The Golden Hammer Staff Reports
Victoria and Austin, August 23 – On Thursday, August 19, 2021, United States District Judge Drew B. Tipton of the Southern District of Texas, Victoria Division, issued a major ruling in favor of the States of Texas and Louisiana against the Biden administration over enforcement of federal immigration laws. The ruling prohibits the Biden administration from enforcing three memoranda – one issued on January 20, 2021, and two on February 18 – which would not require the federal government to detain illegal aliens convicted of serious drug offenses, aliens convicted of crimes of moral turpitude, and aliens subject to a final order of removal.
Attorney General Ken Paxton, who filed the lawsuit on behalf of the State of Texas, said he is pleased with the district court’s decision to issue a nationwide preliminary injunction against the Biden Administration after they failed to detain dangerous criminal aliens. This is the latest of series of immigration wins against the federal government for the State of Texas.
Federal law requires the Department of Homeland Security to take control of illegal aliens convicted of certain crimes after they serve their sentence. But the Biden Administration rashly decided to stop detaining illegal aliens convicted of crimes relating to drugs or moral turpitude—despite federal law—forcing Texas to sue. Today, the United States District Court for the Southern District of Texas ruled that the Biden Administration’s policies violated federal law. In the 160 page ruling, the court also ordered the federal government to disclose important information about its practices “[t]o ensure compliance with this Preliminary Injunction.”
“The district court sided with the great State of Texas, granting us some much-needed relief—a preliminary injunction,” General Paxton said. “The court saw the blatant irresponsibility from the Biden Administration that has caused tremendous harm to the safety of all Texans. It’s time for the federal government to wake up and address the chaos that they caused—and in the meanwhile, we will fight tooth and nail to protect Texans from their carelessness.”
The federal law requiring detention of illegal aliens in those three categories by the federal government came into effect after Congress passed the 1996 immigration reforms. During the hearings prior to passage of those reforms, the Senate Judiciary Committee noted in its Report, “No matter how successful Congress might be in crafting a set of immigration laws that would—in theory—lead to the most long-term benefits to the American people, such benefits will not actually occur if those laws cannot be enforced.” Similarly, the United States Supreme Court has stated in 2003 in Demore versus Kim that “deportable criminal aliens who remain in the United States often commit more crimes before being removed.” These observations, among others, led to the wholesale reform of the United States’ immigration laws in 1996.
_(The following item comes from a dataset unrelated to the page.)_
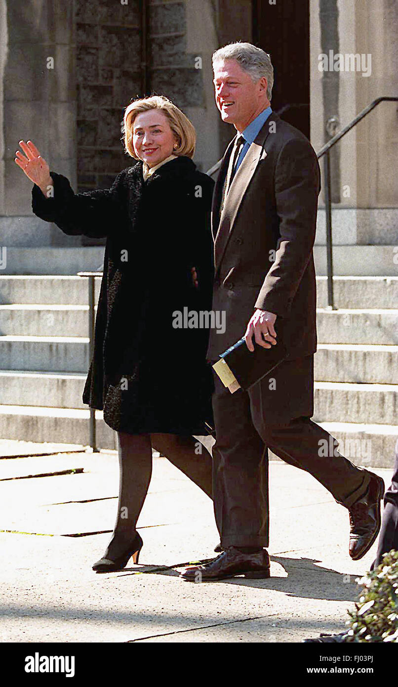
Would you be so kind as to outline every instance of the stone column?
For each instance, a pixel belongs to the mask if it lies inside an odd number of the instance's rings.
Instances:
[[[1,0],[3,89],[0,205],[8,246],[80,245],[32,213],[32,183],[15,164],[19,141],[31,139],[50,168],[76,181],[73,3]]]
Tipton concluded his memorandum opinion and order with the following comment: “Now, over two decades later, the States of Texas and Louisiana seek to have the Executive Branch adhere to two federal immigration statutes passed during that wholesale reform. Although this case involves many issues of administrative and immigration law, its core concerns whether the Executive Branch may implement a policy that directly conflicts with laws that Congress enacted. The answer is no. In the end, through all their detailed explanations of the Executive’s seemingly unending discretion, the Government substantially undervalues the People’s grant of ‘legislative Powers’ to Congress.”